10. Ceza Dairesi Esas No: 2016/1146 Karar No: 2016/1962 Karar Tarihi: 21.06.2016
Uyuşturucu madde ticareti yapma - Yargıtay 10. Ceza Dairesi 2016/1146 Esas 2016/1962 Karar Sayılı İlamı
Özet:
Mahkeme, uyuşturucu madde ticareti yapmak suçundan sanığın mahkum edildiğini belirtti. Hapis cezasının süresine göre sanık müdafiinin duruşma isteği reddedilerek duruşmasız inceleme yapıldı. Bozma kararına uyulduğu ve yargılama sürecinin yasaya uygun yapıldığı belirtildi. Ancak sanığın dilekçesinde uyuşturucu maddelerin sahibinin başka biri olduğu belirtildiği için, bu kişi hakkında dava açılmış ve sonuçlanmış ise dosyasının getirtilerek bu davayla birleştirilmesi gerektiği vurgulandı. Ayrıca, 5237 sayılı TCK’nın 192. maddesinin 3. fıkrasında öngörülen etkin pişmanlık hükmünün sanık hakkında uygulanıp uygulanmayacağı tartışılması gerektiği vurgulandı. Kanun maddeleri olarak; hükmedilen hapis cezasının süresine göre, 5320 sayılı Kanun'un 8. maddesin'in 1. fıkrası ile CMUK'nın 318 ve CMK'nın 299. maddeleri uyarınca karar verildiği belirtildi.

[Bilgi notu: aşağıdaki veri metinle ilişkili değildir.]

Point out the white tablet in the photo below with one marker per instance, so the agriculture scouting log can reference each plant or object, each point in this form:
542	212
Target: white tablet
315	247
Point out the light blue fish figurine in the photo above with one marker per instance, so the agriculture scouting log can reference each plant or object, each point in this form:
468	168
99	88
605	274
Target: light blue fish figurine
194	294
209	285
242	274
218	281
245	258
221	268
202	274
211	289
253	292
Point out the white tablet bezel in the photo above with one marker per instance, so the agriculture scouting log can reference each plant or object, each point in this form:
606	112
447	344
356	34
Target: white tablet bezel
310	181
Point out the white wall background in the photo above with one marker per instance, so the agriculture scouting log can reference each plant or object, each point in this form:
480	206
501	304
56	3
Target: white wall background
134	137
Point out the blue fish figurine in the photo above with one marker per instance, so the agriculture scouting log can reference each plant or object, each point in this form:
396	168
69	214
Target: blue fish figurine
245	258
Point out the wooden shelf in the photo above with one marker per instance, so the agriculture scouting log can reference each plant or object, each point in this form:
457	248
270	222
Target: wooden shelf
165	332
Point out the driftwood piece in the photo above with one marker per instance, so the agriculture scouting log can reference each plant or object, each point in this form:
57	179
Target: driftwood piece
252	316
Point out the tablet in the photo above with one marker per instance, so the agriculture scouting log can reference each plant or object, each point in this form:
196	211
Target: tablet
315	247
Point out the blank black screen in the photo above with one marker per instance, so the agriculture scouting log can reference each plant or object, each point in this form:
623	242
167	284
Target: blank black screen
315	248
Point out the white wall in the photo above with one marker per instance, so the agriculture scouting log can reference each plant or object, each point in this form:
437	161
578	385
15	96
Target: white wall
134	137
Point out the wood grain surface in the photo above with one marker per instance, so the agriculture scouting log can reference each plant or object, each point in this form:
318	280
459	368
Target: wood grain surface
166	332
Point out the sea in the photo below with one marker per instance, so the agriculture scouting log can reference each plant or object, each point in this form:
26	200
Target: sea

10. Ceza Dairesi 2016/1146 E. , 2016/1962 K.
"İçtihat Metni"
Mahkeme : ... Ağır Ceza Mahkemesi Suç : Uyuşturucu madde ticareti yapma Hüküm : Mahkûmiyet
Dosya incelendi. GEREĞİ GÖRÜŞÜLÜP DÜŞÜNÜLDÜ : Hükmedilen hapis cezasının süresine göre, 5320 sayılı Kanun"un 8. maddesin"in 1. fıkrası ile CMUK"nın 318 ve CMK"nın 299. maddeleri uyarınca sanık müdafiinin duruşma isteğinin reddine karar verilerek duruşmasız inceleme yapılmıştır. Bozmaya uyulduğu, yargılama sürecindeki işlemlerin yasaya uygun olarak yapıldığı, delillerin gerekçeli kararda gösterilip tartışıldığı, vicdanî kanının dosya içindeki belge ve bilgilerle uyumlu olarak kesin verilere dayandırıldığı, eylemin sanık tarafından gerçekleştirildiğinin saptandığı, eyleme uyan suç tipinin doğru biçimde belirlendiği anlaşıldığından, yerinde görülmeyen diğer temyiz itirazlarının reddine, ancak; Sanığın 22.01.2015 tarihli dilekçesinde uyuşturucu maddelerin sahibinin Mesut olarak bilinen Hakkari nüfusuna kayıtlı Mesiha Şener olduğunu belirttiği anlaşıldığından; adı geçen hakkında dava açılmış ve derdest ise bu dava ile birleştirilmesi, sonuçlanmış ve hüküm kesinleşmiş ise dosyasının getirtilerek bu dosya içine konulması; adı geçen hakkında herhangi bir soruşturma olmadığı takdirde, Cumhuriyet savcısına suç duyurusunda bulunulması, dava açıldığı takdirde birleştirilmesi, sonucuna göre, tüm deliller birlikte değerlendirilerek sanık hakkında 5237 sayılı TCK’nın 192. maddesinin 3. fıkrasında öngörülen etkin pişmanlık hükmünün uygulanıp uygulanmayacağının tartışılması gerektiğinin gözetilmemesi, Yasaya aykırı, sanık müdafiinin temyiz itirazları bu nedenle yerinde olduğundan, hükmün BOZULMASINA, 21.06.2016 tarihinde oybirliğiyle karar verildi.